Find my java process (must be run as the user running the process):

% sudo -u rfi jps
28982 ServerMain
3041 Jps
If I take the 2nd highest pid from the top output above, 28993, what thread does this belong to? If you look at the stack trace, you'll see that java outputs the 'nid' field in hex, so you'll have to convert your pid to hex first.
% printf "0x%x\n" 28993
0x7141

% grep nid=0x7141 stacktrace
"VM Thread" prio=10 tid=0x000000005e6d9000 nid=0x7141 runnable 

# What about the first pid?
% printf "%0x%x\n" 32149
0x7d95

% grep -A3 nid=0x7d95 stacktrace
2010-06-22 03:15:26.489485500 "1257787176@Jetty Thread Pool-2999 - Acceptor0 SocketConnector@0.0.0.0:2080" prio=10 tid=0x00002aad3dd43000 nid=0x7d95 runnable [0x00002aadc62d9000]
2010-06-22 03:15:26.489507500    java.lang.Thread.State: RUNNABLE
2010-06-22 03:15:26.489512500   at java.net.PlainSocketImpl.socketAccept(Native Method)
2010-06-22 03:15:26.489518500   at java.net.PlainSocketImpl.accept(PlainSocketImpl.java:390)
From the above output, I can conclude that the most cpu-intensive threads in my java process are the Jetty socket acceptor thread and the "VM Thread". A red flag should pop up in your brain if a 4-hour-old process has spent 2.25 hours spinning in accept().

FYI, googling for "VM Thread" and various java keywords doesn't seem to find much documentation, though most folks claim it has GC and other maintenance-related duties.
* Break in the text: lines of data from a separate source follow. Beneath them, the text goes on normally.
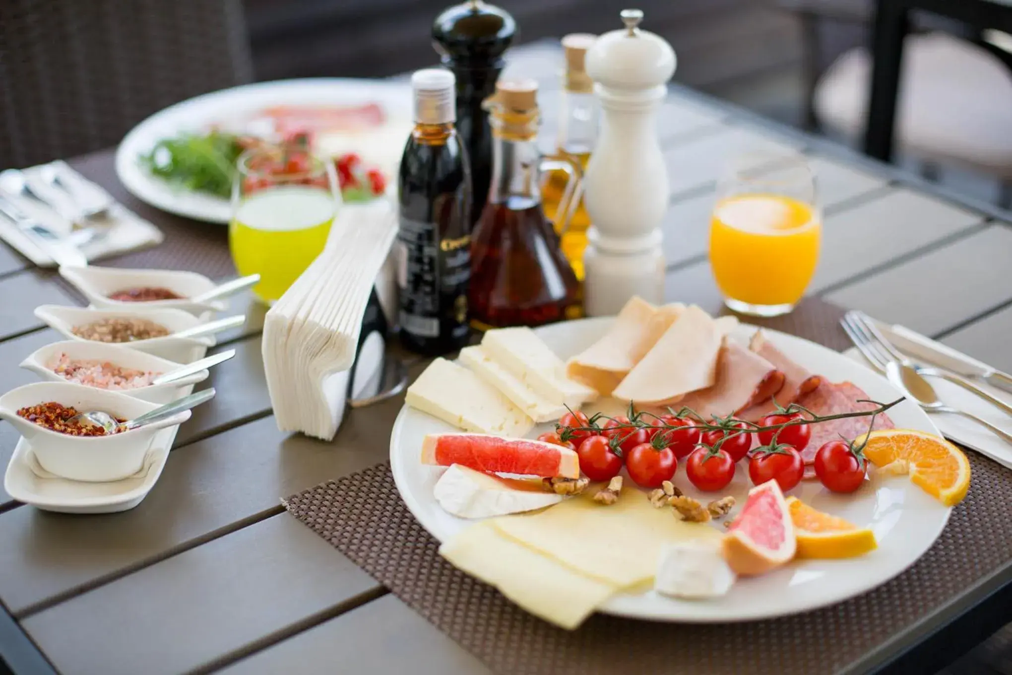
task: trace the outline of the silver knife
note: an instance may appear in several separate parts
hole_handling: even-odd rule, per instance
[[[916,351],[919,353],[913,354],[914,356],[920,356],[964,377],[977,377],[992,387],[1012,393],[1012,375],[1007,372],[994,368],[905,326],[887,326],[887,329],[893,335],[915,345]],[[914,350],[908,349],[908,351]]]

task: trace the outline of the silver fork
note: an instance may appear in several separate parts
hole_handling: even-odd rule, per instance
[[[844,315],[844,319],[850,319],[854,324],[863,327],[865,332],[867,332],[875,342],[881,345],[881,348],[889,354],[889,358],[887,360],[898,361],[908,368],[913,368],[914,371],[922,377],[941,377],[942,379],[950,382],[953,385],[958,385],[967,392],[975,394],[979,398],[984,399],[991,405],[995,406],[1006,415],[1012,415],[1012,406],[1008,405],[1001,399],[988,394],[965,377],[960,377],[956,373],[943,370],[942,368],[933,368],[921,365],[920,363],[911,360],[906,354],[897,349],[896,345],[890,342],[889,338],[882,335],[882,332],[878,330],[877,326],[875,326],[875,322],[871,320],[871,317],[863,312],[850,310]]]
[[[868,363],[879,372],[884,373],[894,386],[903,391],[909,399],[917,403],[925,412],[960,415],[987,427],[988,430],[1006,442],[1012,443],[1012,435],[1007,431],[973,413],[947,406],[942,401],[939,401],[927,379],[918,375],[913,368],[904,366],[899,361],[894,360],[892,355],[875,339],[874,335],[867,330],[867,327],[855,320],[850,313],[844,315],[843,319],[840,320],[840,325],[843,326],[843,330],[847,333],[850,341],[854,343],[854,346],[867,359]],[[906,373],[904,370],[906,370]]]

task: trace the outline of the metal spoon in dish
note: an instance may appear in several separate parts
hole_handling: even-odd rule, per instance
[[[131,429],[136,429],[146,424],[152,424],[154,422],[164,420],[167,417],[172,417],[173,415],[181,413],[184,410],[189,410],[190,408],[199,406],[201,403],[206,403],[214,398],[215,389],[208,388],[190,394],[189,396],[184,396],[181,399],[176,399],[171,403],[155,408],[150,413],[145,413],[140,417],[135,417],[134,419],[126,420],[125,422],[117,422],[115,418],[101,410],[90,410],[84,413],[78,413],[74,417],[70,418],[68,422],[99,426],[105,430],[106,434],[122,433],[123,431],[130,431]]]
[[[1006,443],[1012,443],[1012,434],[1007,431],[998,428],[991,422],[982,419],[973,413],[967,413],[964,410],[958,410],[956,408],[952,408],[951,406],[946,406],[938,399],[938,395],[935,394],[934,388],[931,387],[928,381],[919,375],[917,371],[909,365],[904,365],[898,361],[890,361],[886,364],[886,376],[889,377],[889,381],[894,387],[899,389],[904,395],[907,396],[907,398],[916,402],[926,412],[952,413],[954,415],[961,415],[966,419],[974,420],[978,424],[986,426],[989,431],[1000,437]]]
[[[203,358],[198,358],[192,363],[187,363],[181,368],[176,368],[175,370],[169,370],[168,372],[163,372],[154,379],[151,384],[154,385],[167,385],[168,383],[176,382],[177,379],[182,379],[183,377],[188,377],[194,372],[200,372],[204,368],[209,368],[213,365],[218,365],[223,361],[227,361],[236,355],[235,349],[229,349],[223,351],[220,354],[212,354],[210,356],[204,356]]]

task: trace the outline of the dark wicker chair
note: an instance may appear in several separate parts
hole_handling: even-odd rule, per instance
[[[0,168],[112,146],[250,64],[241,0],[3,0]]]

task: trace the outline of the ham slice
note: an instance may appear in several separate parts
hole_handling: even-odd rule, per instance
[[[712,387],[724,330],[691,305],[671,324],[657,344],[629,370],[612,396],[623,401],[666,406],[689,392]]]
[[[718,360],[716,383],[686,395],[678,406],[688,406],[703,419],[726,417],[769,399],[783,386],[783,373],[772,363],[726,337]]]
[[[783,387],[778,392],[774,392],[773,396],[776,403],[784,408],[814,391],[822,382],[821,376],[787,358],[767,339],[766,334],[762,331],[756,331],[755,335],[752,336],[749,349],[775,365],[776,369],[783,373]],[[757,402],[759,405],[753,405],[743,410],[739,417],[750,422],[757,422],[760,418],[776,411],[776,404],[773,403],[772,399],[768,401],[757,399]]]
[[[601,396],[610,396],[684,309],[681,304],[657,308],[634,296],[608,332],[569,360],[566,374],[593,387]]]

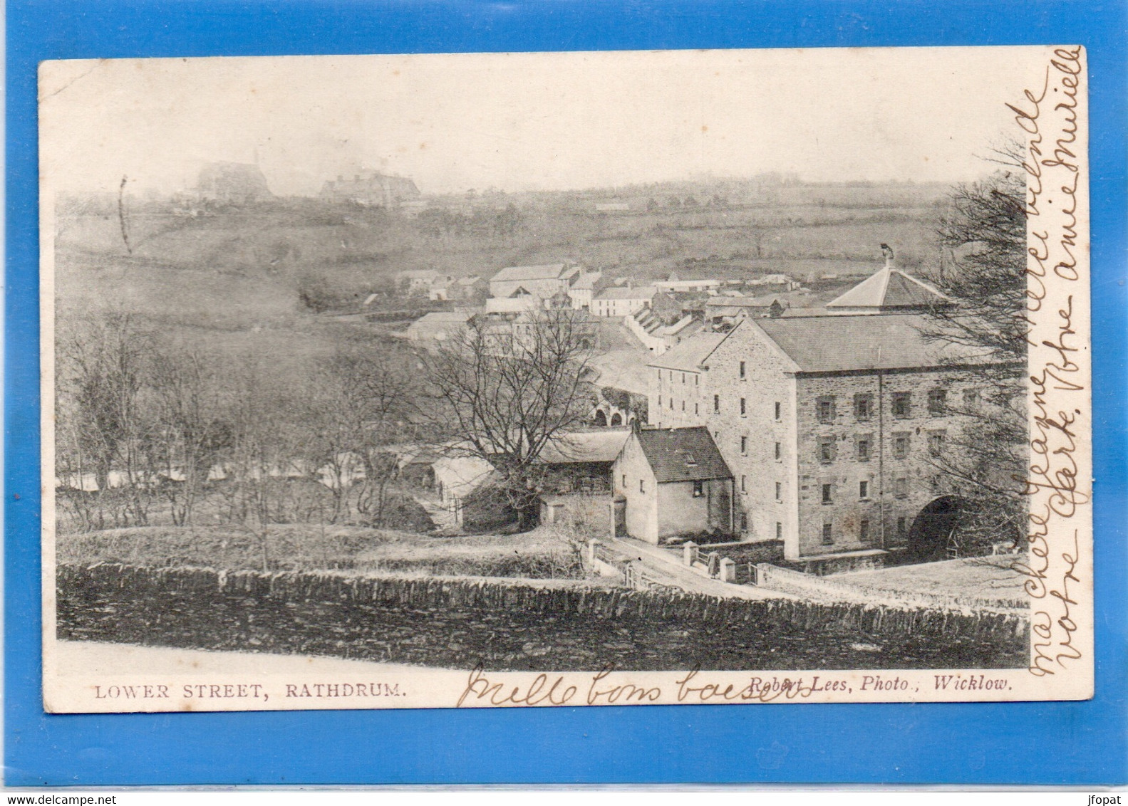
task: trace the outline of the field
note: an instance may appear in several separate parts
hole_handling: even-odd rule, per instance
[[[1024,604],[1026,577],[1011,566],[1014,557],[972,557],[941,563],[896,566],[880,570],[837,574],[835,583],[891,595],[925,594],[953,600],[1013,601]]]
[[[202,566],[262,570],[263,542],[233,526],[135,526],[60,534],[60,564],[166,568]],[[576,548],[547,529],[512,535],[431,537],[358,526],[287,524],[271,528],[271,570],[350,569],[403,575],[581,578]]]

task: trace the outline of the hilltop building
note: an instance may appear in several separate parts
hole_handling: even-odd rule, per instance
[[[415,183],[403,176],[377,171],[355,174],[351,179],[338,176],[321,186],[321,198],[334,202],[353,202],[367,207],[398,207],[420,200]]]
[[[200,170],[195,193],[201,201],[236,205],[274,197],[263,171],[249,162],[209,162]]]

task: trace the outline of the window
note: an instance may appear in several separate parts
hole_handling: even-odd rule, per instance
[[[860,462],[870,461],[870,437],[860,436],[857,439],[857,460]]]
[[[928,414],[933,417],[945,414],[948,408],[948,392],[943,389],[932,389],[928,392]]]
[[[829,464],[835,460],[835,437],[832,436],[820,436],[819,437],[819,461],[823,464]]]
[[[814,406],[820,423],[835,422],[835,399],[832,397],[821,397]]]

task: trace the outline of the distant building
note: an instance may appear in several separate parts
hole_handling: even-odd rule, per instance
[[[887,265],[828,302],[827,310],[831,313],[896,313],[951,304],[952,300],[935,286]]]
[[[603,289],[591,301],[591,312],[597,317],[629,317],[649,308],[655,293],[653,285]]]
[[[779,317],[787,310],[786,300],[778,296],[712,296],[705,303],[705,316],[713,324],[746,317]]]
[[[461,335],[473,316],[473,313],[466,311],[434,311],[425,313],[408,325],[402,336],[424,346],[438,346]]]
[[[567,295],[572,300],[572,307],[576,310],[591,310],[591,301],[596,293],[607,286],[602,272],[582,272],[569,286]]]
[[[490,278],[490,295],[536,296],[547,300],[557,291],[567,291],[582,269],[573,264],[506,266]]]
[[[935,458],[992,404],[975,358],[923,335],[928,286],[898,275],[836,300],[851,312],[744,317],[650,362],[650,422],[704,426],[734,475],[734,531],[811,570],[948,556],[959,488]]]
[[[643,428],[615,461],[627,534],[650,543],[732,531],[733,476],[708,428]]]
[[[677,274],[670,274],[667,280],[654,283],[659,291],[699,292],[721,287],[720,280],[679,280]]]
[[[237,205],[274,197],[263,171],[249,162],[209,162],[200,170],[196,194],[201,201]]]
[[[403,204],[417,207],[420,191],[406,177],[364,171],[353,175],[351,179],[338,176],[336,180],[326,181],[321,186],[321,198],[368,207],[398,207]]]

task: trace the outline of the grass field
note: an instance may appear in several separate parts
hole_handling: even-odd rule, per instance
[[[60,534],[58,561],[262,570],[263,543],[231,526],[140,526]],[[547,529],[511,535],[443,538],[407,532],[284,524],[266,542],[271,570],[351,569],[421,575],[579,578],[580,558]]]

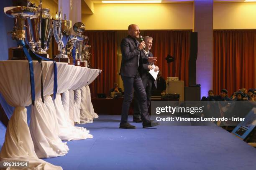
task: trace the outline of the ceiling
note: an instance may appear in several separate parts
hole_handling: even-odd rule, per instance
[[[101,0],[92,0],[92,1],[94,4],[97,3],[102,3]],[[193,2],[194,0],[162,0],[161,3],[175,3],[175,2]],[[244,2],[245,0],[215,0],[214,2]]]

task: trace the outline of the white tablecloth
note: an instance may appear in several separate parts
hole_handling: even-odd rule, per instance
[[[71,68],[70,70],[70,72],[72,72],[72,74],[66,76],[69,81],[62,86],[59,88],[58,87],[58,93],[62,93],[62,100],[60,95],[58,94],[54,101],[60,128],[59,137],[63,140],[67,141],[92,138],[92,135],[89,133],[89,131],[86,129],[82,127],[75,127],[74,125],[74,98],[73,96],[74,92],[73,90],[79,89],[80,87],[84,85],[87,82],[87,79],[84,79],[87,78],[87,72],[90,69],[80,67],[74,67]],[[90,75],[88,75],[88,76]],[[68,89],[72,90],[71,94],[71,102],[70,100],[70,94]],[[79,94],[78,97],[79,96]],[[79,103],[79,99],[78,99],[77,100],[78,103]],[[71,105],[70,105],[70,103]],[[78,104],[76,104],[76,105],[77,105]],[[80,105],[79,108],[79,107]]]
[[[80,123],[92,123],[93,119],[98,118],[99,116],[95,112],[91,100],[91,92],[89,87],[90,84],[101,72],[102,70],[91,69],[90,73],[92,76],[85,83],[85,86],[81,88],[81,101],[80,106]]]
[[[36,99],[41,95],[41,67],[33,62]],[[44,85],[49,85],[52,72],[46,72]],[[29,161],[29,168],[61,170],[38,158],[35,152],[29,129],[27,124],[26,109],[30,105],[31,91],[29,70],[27,61],[0,61],[0,92],[6,102],[15,107],[7,126],[5,142],[0,153],[0,161]],[[48,89],[44,87],[46,91]],[[51,90],[49,89],[49,90]]]
[[[61,86],[65,77],[67,63],[57,62],[58,85]],[[52,72],[52,62],[43,62],[43,78],[46,72]],[[50,80],[44,81],[44,95],[45,103],[41,98],[36,99],[34,106],[32,106],[31,120],[29,129],[35,147],[35,151],[38,158],[52,158],[62,156],[67,153],[69,148],[67,142],[62,142],[59,138],[59,127],[58,124],[56,111],[51,97],[53,93],[53,74],[49,76]],[[48,84],[46,82],[49,82]]]

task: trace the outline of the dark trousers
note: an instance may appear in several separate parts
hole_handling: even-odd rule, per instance
[[[134,77],[128,77],[121,76],[123,82],[124,95],[123,102],[122,107],[122,117],[121,122],[127,122],[129,108],[133,100],[133,90],[138,95],[138,101],[141,113],[141,119],[144,122],[149,120],[147,96],[141,78],[139,74],[138,73]]]
[[[149,75],[143,77],[141,78],[141,80],[147,95],[147,104],[148,111],[151,101],[152,86],[153,82]],[[141,118],[141,109],[138,97],[138,95],[135,92],[134,98],[133,98],[133,116],[137,118]]]

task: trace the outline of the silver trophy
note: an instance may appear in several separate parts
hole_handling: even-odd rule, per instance
[[[90,57],[92,54],[89,52],[90,48],[91,48],[91,45],[84,45],[83,48],[84,52],[83,53],[83,58],[84,62],[85,62],[86,63],[86,67],[91,67]]]
[[[67,43],[71,35],[72,22],[67,20],[66,14],[64,20],[60,19],[60,12],[58,20],[54,20],[54,35],[57,43],[61,48],[61,53],[56,55],[56,58],[67,58],[66,52],[63,50]]]
[[[12,34],[12,38],[17,41],[23,40],[25,41],[26,38],[26,30],[24,29],[25,21],[26,18],[33,16],[36,11],[36,9],[29,7],[30,2],[28,1],[27,7],[8,7],[4,8],[5,13],[8,17],[15,19],[15,26],[13,27],[13,30],[10,33]],[[26,60],[26,58],[23,54],[22,46],[19,45],[18,48],[12,48],[11,52],[13,56],[9,56],[9,58],[14,60]]]
[[[85,30],[84,25],[81,22],[75,23],[73,26],[73,29],[77,35],[70,39],[73,46],[76,49],[76,65],[78,62],[82,64],[83,67],[85,66],[85,62],[84,60],[83,47],[88,43],[89,38],[87,36],[83,35],[82,34]],[[78,54],[77,54],[77,53]],[[80,65],[79,64],[79,65]]]
[[[28,20],[27,26],[29,30],[30,36],[27,37],[31,50],[38,54],[47,54],[46,50],[49,48],[53,33],[53,25],[50,10],[42,8],[41,0],[40,7],[37,9],[35,15]],[[35,44],[36,50],[33,45]]]
[[[74,37],[70,39],[74,48],[75,49],[75,64],[76,66],[80,66],[82,58],[82,51],[83,48],[83,40]]]

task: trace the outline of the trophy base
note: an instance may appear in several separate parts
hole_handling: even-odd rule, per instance
[[[81,61],[80,60],[76,59],[76,63],[75,64],[75,66],[81,66]]]
[[[40,55],[41,57],[44,57],[46,58],[49,58],[49,55],[48,54],[41,54],[37,52],[35,52],[37,55]]]
[[[87,67],[87,65],[86,64],[86,62],[81,62],[80,63],[81,67]]]
[[[56,62],[59,62],[59,58],[54,58],[54,60]],[[73,64],[73,58],[72,57],[68,58],[60,58],[60,62],[67,62],[68,64],[72,65]]]
[[[8,60],[27,60],[23,49],[13,47],[8,49]]]

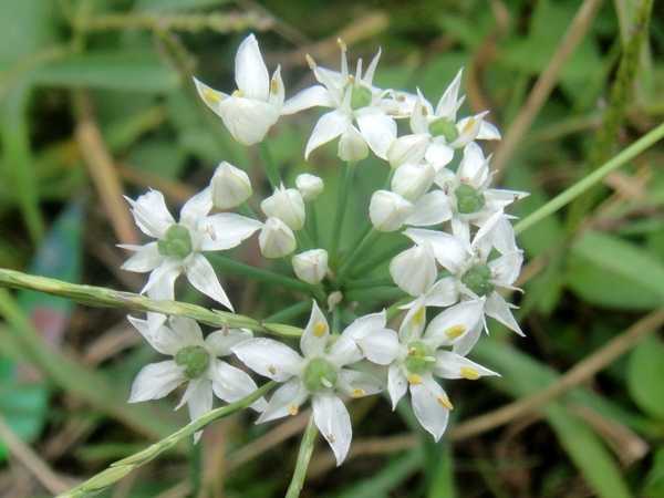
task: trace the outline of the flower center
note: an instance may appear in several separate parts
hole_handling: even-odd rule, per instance
[[[372,94],[371,90],[366,86],[354,84],[351,92],[351,107],[353,111],[366,107],[371,104]]]
[[[454,195],[457,199],[457,210],[461,215],[470,215],[479,211],[485,206],[484,195],[470,185],[459,185]]]
[[[479,297],[487,295],[494,291],[491,269],[486,264],[471,267],[461,277],[461,282]]]
[[[191,236],[181,225],[172,225],[166,235],[157,242],[159,255],[185,259],[191,253]]]
[[[328,360],[314,357],[304,369],[304,386],[310,393],[330,390],[336,385],[336,367]]]
[[[186,346],[175,354],[175,363],[185,367],[187,378],[198,378],[207,370],[210,355],[203,346]]]
[[[424,342],[413,341],[408,344],[408,355],[405,361],[408,372],[414,374],[429,372],[435,362],[434,350]]]
[[[433,136],[444,136],[447,143],[454,142],[459,137],[459,131],[455,122],[447,117],[439,117],[429,123],[429,133]]]

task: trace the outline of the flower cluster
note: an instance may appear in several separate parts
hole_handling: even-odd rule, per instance
[[[195,84],[241,144],[261,142],[282,115],[322,106],[329,111],[313,127],[305,158],[338,139],[339,157],[351,165],[370,153],[385,162],[390,189],[372,194],[367,215],[374,234],[401,230],[412,242],[388,267],[395,287],[409,297],[391,303],[405,310],[398,329],[393,330],[385,310],[354,317],[345,328],[335,320],[335,329],[343,330],[332,329],[314,300],[298,352],[249,330],[224,329],[204,339],[193,320],[156,313],[146,320],[129,318],[157,352],[173,356],[139,372],[131,402],[160,398],[187,383],[180,405],[186,403],[195,418],[211,408],[214,395],[225,402],[240,400],[256,383],[220,360],[234,354],[251,371],[281,383],[269,401],[253,403],[258,422],[295,415],[311,398],[314,422],[339,464],[352,436],[344,401],[386,390],[394,408],[409,391],[415,416],[437,440],[453,409],[438,378],[497,375],[467,355],[487,330],[486,317],[522,334],[513,305],[504,298],[506,291],[518,290],[523,260],[505,209],[526,196],[491,188],[490,156],[477,141],[499,139],[500,134],[486,121],[487,112],[459,117],[460,71],[434,108],[419,91],[374,84],[380,51],[366,69],[359,60],[350,72],[341,41],[340,48],[340,71],[308,56],[317,84],[289,100],[280,69],[270,77],[253,35],[236,55],[237,90],[226,94],[197,80]],[[409,133],[400,134],[397,123]],[[205,253],[235,248],[259,232],[264,258],[290,256],[295,277],[328,292],[330,308],[341,307],[343,261],[329,258],[324,248],[295,253],[308,237],[309,205],[323,188],[322,179],[311,174],[298,176],[293,187],[274,185],[260,203],[259,217],[246,204],[253,193],[249,177],[222,162],[209,186],[183,206],[177,221],[158,191],[127,199],[141,230],[156,240],[123,246],[134,251],[123,268],[149,272],[143,291],[153,299],[174,299],[175,281],[185,273],[194,288],[232,311]]]

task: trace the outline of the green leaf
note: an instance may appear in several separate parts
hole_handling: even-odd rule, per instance
[[[646,310],[664,302],[664,264],[614,236],[589,231],[571,248],[566,280],[593,304]]]
[[[646,338],[630,355],[627,387],[634,403],[645,413],[664,419],[664,343]]]
[[[134,92],[168,92],[178,74],[152,52],[114,51],[73,54],[39,68],[34,81],[44,85]]]

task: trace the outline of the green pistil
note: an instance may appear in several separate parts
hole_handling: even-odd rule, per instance
[[[185,367],[187,378],[198,378],[207,370],[210,355],[203,346],[186,346],[175,354],[175,363]]]
[[[185,259],[191,253],[191,236],[181,225],[172,225],[166,235],[157,242],[159,255]]]
[[[454,195],[457,199],[457,210],[463,215],[470,215],[479,211],[485,206],[484,195],[478,193],[470,185],[459,185]]]
[[[332,388],[336,385],[336,369],[328,360],[314,357],[304,369],[303,381],[310,393]]]
[[[444,136],[449,144],[459,137],[456,124],[447,117],[439,117],[429,124],[429,133],[434,136]]]
[[[461,282],[479,297],[494,291],[491,269],[486,264],[476,264],[470,268],[461,277]]]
I am not totally sure what it does.

In fact, if you look at the top 10 pids, none of them are actually anything that runs the application code - they are all management threads (thread pool, socket listener, garbage collection) outside of my application.

32149 1257787176@Jetty Thread Pool-2999 - Acceptor0 SocketConnector@0.0.0.0:2080
28993 VM Thread
28995 Finalizer
32151 pool-7-thread-1
29143 pool-3-thread-1
28990 GC task thread#5 (ParallelGC)
28989 GC task thread#4 (ParallelGC)
28992 GC task thread#7 (ParallelGC)
28986 GC task thread#1 (ParallelGC)
28988 GC task thread#3 (ParallelGC)
To be fair to the rest of this app, there are 3000 worker threads that each have around 40 minutes (or less) of cpu time, so the application is doing useful work, it's important to observe where you are wasting time - in this case, the jetty accept thread. The GC-related data may be an indication that garbage collection could be tuned or avoided (through thread-local storage, etc).

Lastly, since each of these IDs are LWP IDs, you can use other standard tools (strace/truss, systemtap/dtrace, etc) on them.

Knowing the accept thread is consuming lots of time should make you run tcpdump if you haven't already, and in this case I see a few hundred new connections per second, which isn't very high and leads us further down the road of debugging.